By summing SoV scores and tolerance ranks 428 of the features of a part, and then summing the parts into assemblies, and then assemblies into products, the complexity and relative costs of the parts, assemblies, and products within a factory or business can be plotted on a “Total Sum Complexity and Relative Cost” chart, as shown in FIG. 18. Thus, as each part is designed, plugin 400/module 400′ may operate in the background to continuously populate this chart so that the user can obtain real-time analysis of the complexities and relative costs of various parts, assemblies, products, and the like.

To see this increasing complexity against business metrics, the SoV scores, tolerance ranks 428, and relative costs can be mapped through a complexity algorithm with other quality business metrics to create “measures of increasing complexity.” For example, the SoV score, tolerance rank, relative cost of tolerances, and a process capability measure are used by processor 112 to generate a “measure of complexity.”

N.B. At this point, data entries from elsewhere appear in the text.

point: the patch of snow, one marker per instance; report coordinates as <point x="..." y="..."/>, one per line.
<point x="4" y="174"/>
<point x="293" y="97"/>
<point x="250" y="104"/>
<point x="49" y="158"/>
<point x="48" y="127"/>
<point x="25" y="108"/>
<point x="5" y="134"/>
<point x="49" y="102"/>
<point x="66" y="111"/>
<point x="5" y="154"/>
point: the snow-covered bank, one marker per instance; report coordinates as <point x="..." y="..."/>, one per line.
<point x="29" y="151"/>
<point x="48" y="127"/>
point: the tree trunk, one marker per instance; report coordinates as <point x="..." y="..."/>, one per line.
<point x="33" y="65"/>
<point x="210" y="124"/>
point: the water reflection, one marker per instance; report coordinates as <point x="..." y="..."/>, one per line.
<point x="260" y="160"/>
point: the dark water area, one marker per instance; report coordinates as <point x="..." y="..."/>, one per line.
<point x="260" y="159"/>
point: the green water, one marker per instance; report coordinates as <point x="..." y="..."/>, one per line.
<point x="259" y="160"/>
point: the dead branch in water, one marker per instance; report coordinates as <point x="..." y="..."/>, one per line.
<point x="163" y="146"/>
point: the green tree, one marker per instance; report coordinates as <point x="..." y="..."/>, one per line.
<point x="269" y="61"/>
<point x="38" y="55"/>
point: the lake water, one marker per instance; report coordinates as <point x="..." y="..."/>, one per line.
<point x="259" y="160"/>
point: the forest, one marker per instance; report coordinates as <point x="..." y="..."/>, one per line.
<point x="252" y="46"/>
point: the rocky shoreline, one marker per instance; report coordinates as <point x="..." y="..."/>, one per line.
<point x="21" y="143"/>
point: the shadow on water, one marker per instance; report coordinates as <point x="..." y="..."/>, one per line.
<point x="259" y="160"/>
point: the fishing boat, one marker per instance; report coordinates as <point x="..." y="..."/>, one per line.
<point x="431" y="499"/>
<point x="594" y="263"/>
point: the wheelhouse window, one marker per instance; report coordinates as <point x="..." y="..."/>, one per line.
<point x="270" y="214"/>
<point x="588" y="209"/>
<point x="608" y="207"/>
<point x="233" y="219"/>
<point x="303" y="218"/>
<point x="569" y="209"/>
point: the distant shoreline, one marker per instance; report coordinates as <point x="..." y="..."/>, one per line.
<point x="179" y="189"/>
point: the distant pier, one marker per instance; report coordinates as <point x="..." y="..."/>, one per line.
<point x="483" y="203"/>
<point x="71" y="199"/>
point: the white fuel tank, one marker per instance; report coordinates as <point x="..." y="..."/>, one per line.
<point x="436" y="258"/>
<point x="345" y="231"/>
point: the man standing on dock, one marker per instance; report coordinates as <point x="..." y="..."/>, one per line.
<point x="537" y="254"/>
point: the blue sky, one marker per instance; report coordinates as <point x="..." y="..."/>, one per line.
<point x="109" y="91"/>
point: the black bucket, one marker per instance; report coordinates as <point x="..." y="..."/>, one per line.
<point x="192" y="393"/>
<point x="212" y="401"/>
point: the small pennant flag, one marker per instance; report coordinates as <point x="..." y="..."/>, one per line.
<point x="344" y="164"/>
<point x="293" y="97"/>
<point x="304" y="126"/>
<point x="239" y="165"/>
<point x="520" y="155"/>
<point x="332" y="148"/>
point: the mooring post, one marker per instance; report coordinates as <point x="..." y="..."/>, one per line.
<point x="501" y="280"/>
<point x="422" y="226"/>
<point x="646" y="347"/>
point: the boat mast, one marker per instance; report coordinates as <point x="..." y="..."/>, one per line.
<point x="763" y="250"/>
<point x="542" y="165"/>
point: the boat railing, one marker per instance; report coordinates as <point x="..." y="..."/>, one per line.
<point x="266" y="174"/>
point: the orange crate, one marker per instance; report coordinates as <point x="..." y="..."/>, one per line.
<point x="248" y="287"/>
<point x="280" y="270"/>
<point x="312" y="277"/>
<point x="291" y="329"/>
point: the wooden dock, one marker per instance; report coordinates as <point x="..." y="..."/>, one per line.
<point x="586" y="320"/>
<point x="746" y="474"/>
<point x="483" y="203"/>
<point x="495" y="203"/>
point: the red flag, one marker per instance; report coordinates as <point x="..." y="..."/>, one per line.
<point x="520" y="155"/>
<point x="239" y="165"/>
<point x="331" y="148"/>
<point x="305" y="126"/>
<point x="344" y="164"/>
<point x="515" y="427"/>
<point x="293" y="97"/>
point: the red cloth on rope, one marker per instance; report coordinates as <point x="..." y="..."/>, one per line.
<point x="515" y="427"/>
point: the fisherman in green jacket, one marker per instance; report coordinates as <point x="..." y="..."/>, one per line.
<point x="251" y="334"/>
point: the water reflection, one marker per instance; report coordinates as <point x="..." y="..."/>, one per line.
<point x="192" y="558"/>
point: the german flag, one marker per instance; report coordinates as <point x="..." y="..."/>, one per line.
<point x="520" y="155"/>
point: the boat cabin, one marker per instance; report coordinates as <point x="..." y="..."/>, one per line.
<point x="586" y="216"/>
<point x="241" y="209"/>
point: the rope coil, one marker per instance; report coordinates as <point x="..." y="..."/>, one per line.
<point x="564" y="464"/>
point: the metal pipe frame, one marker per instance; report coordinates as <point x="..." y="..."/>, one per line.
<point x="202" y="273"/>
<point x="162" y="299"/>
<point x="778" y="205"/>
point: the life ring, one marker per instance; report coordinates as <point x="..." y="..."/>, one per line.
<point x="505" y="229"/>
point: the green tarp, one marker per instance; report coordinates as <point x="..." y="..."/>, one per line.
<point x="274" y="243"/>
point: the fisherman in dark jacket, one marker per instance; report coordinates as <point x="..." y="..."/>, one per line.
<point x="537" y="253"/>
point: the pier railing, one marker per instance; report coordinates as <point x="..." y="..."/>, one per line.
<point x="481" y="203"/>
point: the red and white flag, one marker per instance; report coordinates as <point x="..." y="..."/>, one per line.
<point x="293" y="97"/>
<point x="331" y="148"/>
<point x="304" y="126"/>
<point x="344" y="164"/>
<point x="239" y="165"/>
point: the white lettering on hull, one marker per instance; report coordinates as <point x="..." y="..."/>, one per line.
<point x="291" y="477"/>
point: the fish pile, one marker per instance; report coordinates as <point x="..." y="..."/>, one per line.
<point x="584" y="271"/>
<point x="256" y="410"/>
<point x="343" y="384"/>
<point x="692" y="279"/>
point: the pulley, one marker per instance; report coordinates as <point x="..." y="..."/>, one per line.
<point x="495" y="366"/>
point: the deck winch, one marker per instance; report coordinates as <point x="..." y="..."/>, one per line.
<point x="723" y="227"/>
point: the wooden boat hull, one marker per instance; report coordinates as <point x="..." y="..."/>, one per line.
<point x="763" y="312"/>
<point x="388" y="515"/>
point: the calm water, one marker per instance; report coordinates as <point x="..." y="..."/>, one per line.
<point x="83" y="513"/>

Measure ⁢ of ⁢ Complexity = ( SoV ) ⁢ ( Tol ⁢ Rank ) ⁢ ( Target ⁢ Process ⁢ Capabilities Actual ⁢ Process ⁢ Capabilities )

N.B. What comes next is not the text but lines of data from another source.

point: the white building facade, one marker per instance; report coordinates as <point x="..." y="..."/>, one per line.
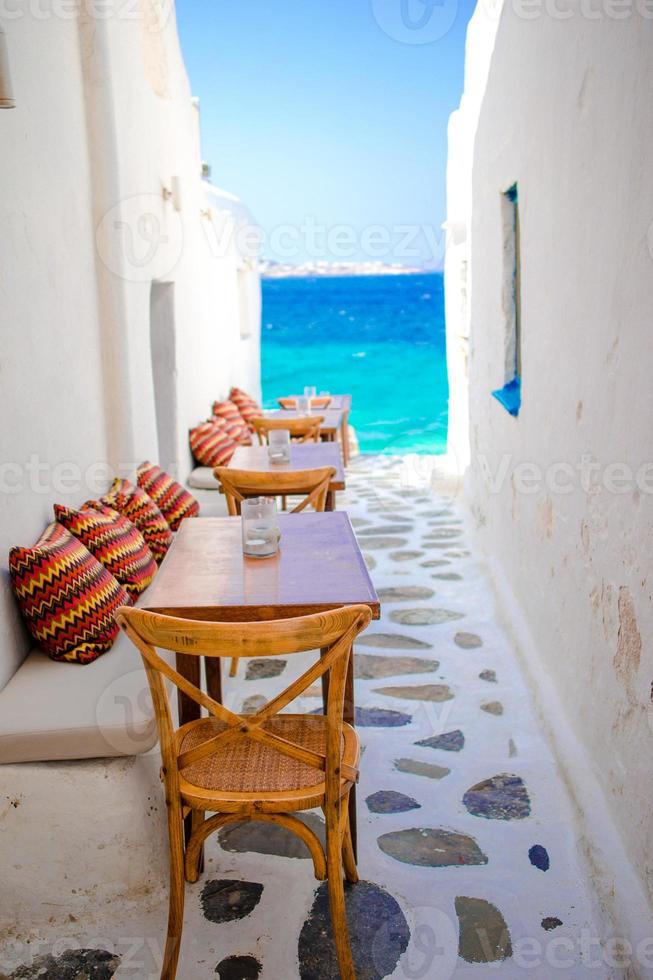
<point x="123" y="312"/>
<point x="549" y="279"/>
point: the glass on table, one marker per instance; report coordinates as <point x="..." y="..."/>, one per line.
<point x="260" y="527"/>
<point x="279" y="446"/>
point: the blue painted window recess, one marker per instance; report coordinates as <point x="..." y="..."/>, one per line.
<point x="510" y="394"/>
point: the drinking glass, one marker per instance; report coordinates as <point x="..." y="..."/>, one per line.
<point x="279" y="446"/>
<point x="310" y="392"/>
<point x="260" y="527"/>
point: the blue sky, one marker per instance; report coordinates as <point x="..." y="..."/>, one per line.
<point x="329" y="118"/>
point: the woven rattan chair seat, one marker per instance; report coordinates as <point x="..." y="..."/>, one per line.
<point x="247" y="766"/>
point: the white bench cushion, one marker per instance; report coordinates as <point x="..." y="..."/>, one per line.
<point x="51" y="711"/>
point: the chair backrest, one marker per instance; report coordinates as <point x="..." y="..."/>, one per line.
<point x="238" y="485"/>
<point x="302" y="428"/>
<point x="332" y="632"/>
<point x="321" y="401"/>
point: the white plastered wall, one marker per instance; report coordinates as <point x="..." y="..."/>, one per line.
<point x="103" y="123"/>
<point x="566" y="113"/>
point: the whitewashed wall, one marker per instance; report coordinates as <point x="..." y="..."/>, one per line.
<point x="103" y="121"/>
<point x="566" y="113"/>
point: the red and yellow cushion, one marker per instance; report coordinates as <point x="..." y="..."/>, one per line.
<point x="115" y="542"/>
<point x="237" y="427"/>
<point x="174" y="502"/>
<point x="134" y="504"/>
<point x="67" y="598"/>
<point x="211" y="444"/>
<point x="248" y="408"/>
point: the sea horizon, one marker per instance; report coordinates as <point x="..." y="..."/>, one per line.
<point x="380" y="338"/>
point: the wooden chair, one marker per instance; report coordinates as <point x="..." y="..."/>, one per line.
<point x="302" y="429"/>
<point x="240" y="484"/>
<point x="265" y="766"/>
<point x="321" y="401"/>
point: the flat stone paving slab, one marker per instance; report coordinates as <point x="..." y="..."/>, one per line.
<point x="267" y="838"/>
<point x="426" y="769"/>
<point x="391" y="641"/>
<point x="449" y="742"/>
<point x="239" y="968"/>
<point x="405" y="593"/>
<point x="378" y="932"/>
<point x="502" y="797"/>
<point x="224" y="900"/>
<point x="432" y="848"/>
<point x="424" y="617"/>
<point x="468" y="641"/>
<point x="390" y="801"/>
<point x="421" y="692"/>
<point x="367" y="666"/>
<point x="484" y="935"/>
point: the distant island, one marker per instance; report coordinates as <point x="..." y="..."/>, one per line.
<point x="280" y="270"/>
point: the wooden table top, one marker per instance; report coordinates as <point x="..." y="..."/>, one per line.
<point x="205" y="575"/>
<point x="332" y="417"/>
<point x="303" y="456"/>
<point x="337" y="401"/>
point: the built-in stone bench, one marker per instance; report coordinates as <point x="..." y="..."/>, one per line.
<point x="82" y="813"/>
<point x="57" y="711"/>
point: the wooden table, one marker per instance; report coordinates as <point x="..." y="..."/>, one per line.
<point x="303" y="456"/>
<point x="340" y="403"/>
<point x="205" y="576"/>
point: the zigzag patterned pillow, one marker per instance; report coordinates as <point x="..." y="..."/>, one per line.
<point x="246" y="405"/>
<point x="115" y="542"/>
<point x="67" y="598"/>
<point x="237" y="427"/>
<point x="175" y="503"/>
<point x="211" y="443"/>
<point x="134" y="504"/>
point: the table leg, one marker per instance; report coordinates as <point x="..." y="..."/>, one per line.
<point x="344" y="436"/>
<point x="349" y="715"/>
<point x="213" y="668"/>
<point x="325" y="684"/>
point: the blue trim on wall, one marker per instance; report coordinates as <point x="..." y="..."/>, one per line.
<point x="510" y="396"/>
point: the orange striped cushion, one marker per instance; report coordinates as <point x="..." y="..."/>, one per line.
<point x="115" y="542"/>
<point x="211" y="443"/>
<point x="67" y="598"/>
<point x="238" y="428"/>
<point x="246" y="405"/>
<point x="134" y="504"/>
<point x="175" y="503"/>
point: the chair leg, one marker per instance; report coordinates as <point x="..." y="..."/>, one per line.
<point x="348" y="856"/>
<point x="193" y="871"/>
<point x="176" y="906"/>
<point x="337" y="895"/>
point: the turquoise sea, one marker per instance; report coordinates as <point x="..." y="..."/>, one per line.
<point x="379" y="338"/>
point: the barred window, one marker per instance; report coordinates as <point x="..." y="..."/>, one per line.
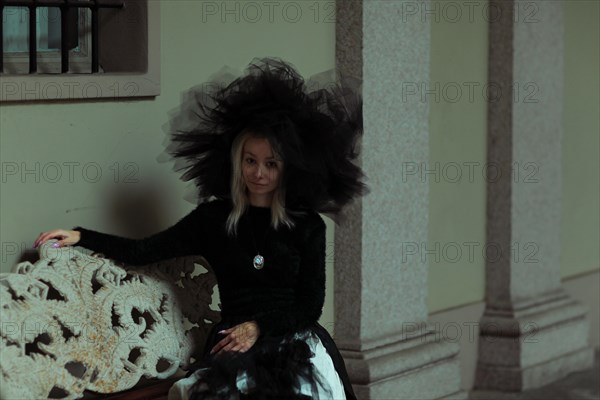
<point x="78" y="49"/>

The “measure of complexity” can then be used by processor 112 to create a map of complexity within a business. For example, in FIG. 19, the accumulation of “measures of complexity and costs” within a factory or business may be charted. Where actual costs for example parts, maybe read from business systems, for example cost accounting or financial control systems.

In the assessment of parts to a product, the accumulating complexity can influence the value of a product or the value of a business in many ways. To those internal to a business, the value of a part is its cost to manufacture along with associated business complexity costs such as quality level. To those external to a business, the value to a customer is the price of a product, and the value to a business of a customer buying a product is profit.

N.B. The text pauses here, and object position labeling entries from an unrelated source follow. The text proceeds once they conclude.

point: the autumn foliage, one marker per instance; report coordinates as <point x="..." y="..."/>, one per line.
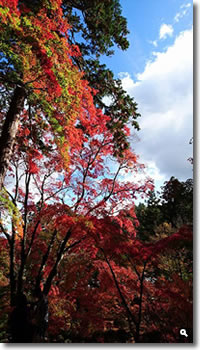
<point x="68" y="223"/>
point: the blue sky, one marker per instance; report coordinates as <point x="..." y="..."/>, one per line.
<point x="157" y="71"/>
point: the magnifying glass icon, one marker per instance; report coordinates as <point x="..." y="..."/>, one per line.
<point x="183" y="332"/>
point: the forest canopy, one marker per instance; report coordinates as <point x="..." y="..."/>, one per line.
<point x="80" y="262"/>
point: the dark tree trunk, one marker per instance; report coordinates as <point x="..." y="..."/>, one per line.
<point x="9" y="130"/>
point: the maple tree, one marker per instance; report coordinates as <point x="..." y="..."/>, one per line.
<point x="69" y="241"/>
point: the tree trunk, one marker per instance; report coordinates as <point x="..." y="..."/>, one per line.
<point x="9" y="130"/>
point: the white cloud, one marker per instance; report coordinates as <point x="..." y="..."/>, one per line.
<point x="165" y="99"/>
<point x="165" y="30"/>
<point x="154" y="43"/>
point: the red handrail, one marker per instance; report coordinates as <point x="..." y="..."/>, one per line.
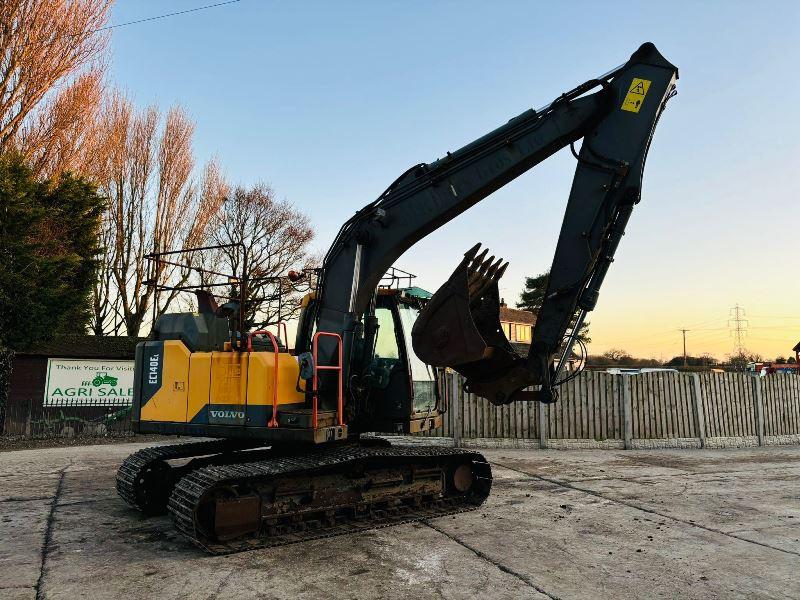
<point x="273" y="422"/>
<point x="280" y="324"/>
<point x="318" y="367"/>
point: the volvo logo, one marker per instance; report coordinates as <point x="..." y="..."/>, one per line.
<point x="226" y="414"/>
<point x="152" y="373"/>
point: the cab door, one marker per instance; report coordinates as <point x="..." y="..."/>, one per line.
<point x="404" y="394"/>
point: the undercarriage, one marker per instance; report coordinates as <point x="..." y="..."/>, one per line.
<point x="229" y="498"/>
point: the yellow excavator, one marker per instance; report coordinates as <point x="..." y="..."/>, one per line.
<point x="292" y="455"/>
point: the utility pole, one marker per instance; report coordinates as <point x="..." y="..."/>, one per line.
<point x="685" y="363"/>
<point x="738" y="326"/>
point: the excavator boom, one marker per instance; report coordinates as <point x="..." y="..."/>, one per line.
<point x="615" y="114"/>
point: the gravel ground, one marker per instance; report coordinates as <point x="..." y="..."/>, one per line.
<point x="559" y="524"/>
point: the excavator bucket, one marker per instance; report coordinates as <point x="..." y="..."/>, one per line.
<point x="459" y="327"/>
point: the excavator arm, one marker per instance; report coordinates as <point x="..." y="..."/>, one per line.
<point x="615" y="114"/>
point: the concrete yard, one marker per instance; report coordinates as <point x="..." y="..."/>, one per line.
<point x="559" y="524"/>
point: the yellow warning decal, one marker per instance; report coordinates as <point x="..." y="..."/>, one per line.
<point x="635" y="96"/>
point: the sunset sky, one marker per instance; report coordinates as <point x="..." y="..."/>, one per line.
<point x="330" y="102"/>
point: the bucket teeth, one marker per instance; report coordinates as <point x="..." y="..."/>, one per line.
<point x="482" y="273"/>
<point x="470" y="254"/>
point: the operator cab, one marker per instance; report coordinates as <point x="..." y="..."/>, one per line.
<point x="396" y="391"/>
<point x="406" y="392"/>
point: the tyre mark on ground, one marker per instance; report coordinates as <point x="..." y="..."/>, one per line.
<point x="482" y="555"/>
<point x="571" y="486"/>
<point x="47" y="540"/>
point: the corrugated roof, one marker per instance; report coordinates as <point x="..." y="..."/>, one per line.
<point x="515" y="315"/>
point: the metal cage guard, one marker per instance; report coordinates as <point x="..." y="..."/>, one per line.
<point x="318" y="367"/>
<point x="273" y="422"/>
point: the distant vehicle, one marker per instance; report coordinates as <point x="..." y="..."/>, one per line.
<point x="638" y="371"/>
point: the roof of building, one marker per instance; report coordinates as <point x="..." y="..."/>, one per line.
<point x="418" y="292"/>
<point x="85" y="346"/>
<point x="515" y="315"/>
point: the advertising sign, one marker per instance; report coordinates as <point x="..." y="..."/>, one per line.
<point x="84" y="382"/>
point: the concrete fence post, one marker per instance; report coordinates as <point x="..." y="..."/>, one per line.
<point x="455" y="406"/>
<point x="699" y="411"/>
<point x="627" y="423"/>
<point x="540" y="413"/>
<point x="759" y="409"/>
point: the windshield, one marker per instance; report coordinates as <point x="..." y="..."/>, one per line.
<point x="421" y="374"/>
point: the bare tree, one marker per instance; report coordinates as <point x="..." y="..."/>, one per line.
<point x="275" y="238"/>
<point x="50" y="72"/>
<point x="145" y="170"/>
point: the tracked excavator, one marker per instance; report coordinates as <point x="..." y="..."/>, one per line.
<point x="291" y="455"/>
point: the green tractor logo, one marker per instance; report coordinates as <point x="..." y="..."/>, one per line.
<point x="103" y="378"/>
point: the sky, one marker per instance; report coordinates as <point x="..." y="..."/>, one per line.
<point x="329" y="102"/>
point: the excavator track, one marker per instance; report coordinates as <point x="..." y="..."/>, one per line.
<point x="323" y="493"/>
<point x="145" y="479"/>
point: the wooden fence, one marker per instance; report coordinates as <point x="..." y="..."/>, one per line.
<point x="661" y="405"/>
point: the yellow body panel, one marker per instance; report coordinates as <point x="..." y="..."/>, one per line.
<point x="199" y="383"/>
<point x="169" y="402"/>
<point x="261" y="379"/>
<point x="193" y="381"/>
<point x="228" y="378"/>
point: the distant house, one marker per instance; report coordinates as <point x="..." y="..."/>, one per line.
<point x="517" y="324"/>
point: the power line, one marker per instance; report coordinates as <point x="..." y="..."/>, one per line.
<point x="738" y="325"/>
<point x="684" y="345"/>
<point x="164" y="16"/>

For example, in FIG. 20A. an internal view of “value” and “complexity” is shown as “costs” and “quality,” and an external view of “value” and “complexity” is shown in FIG. 20B as “price” and “profitability.” Also, shown in FIGS. 20C and 20D is a product example, for four product models: gold, green, yellow, and red models. The gold model has medium costs and high quality, which allows it to sell for a medium to high price, that generates a higher level of profitability. The green model has more features, higher costs, and medium quality and although it sells for a high price, its profitability is medium. The yellow model has medium costs and quality and sells for a medium price to generate a medium level of profitability. The red model is a low cost and low-quality product and sells for a low price and generates a low level of profitability. In these value and complexity charts shown in FIGS. 20A-20C, the first plotted axis (i.e., the abscissa), is along a diagonal, and the second plotted axis (i.e., the ordinate), is a rotation around the upper right-hand corner. The origin and the upper diagonal limit can be selected to aid the visualization needs of the chart. Instead of “quality” and “profitability,” the influence of complexity on a business may also be assessed with other measures such as “lead-times”, “field servicing costs,” “recall costs,” “customer complaints,” and the like.

Using this framework, the influence of business complexity can be assessed for the products of a business and the accumulation and influence of complexity can be mapped by processor 112 through the business from tolerances of parts to assemblies to final products.

Although the invention herein has been described with reference to embodiments, it is to be understood that these embodiments are merely illustrative of the principles and applications of the present invention. It is therefore to be understood that numerous modifications may be made to the illustrative embodiments and that other arrangements may be devised without departing from the spirit and scope of the present invention as defined by the appended claims.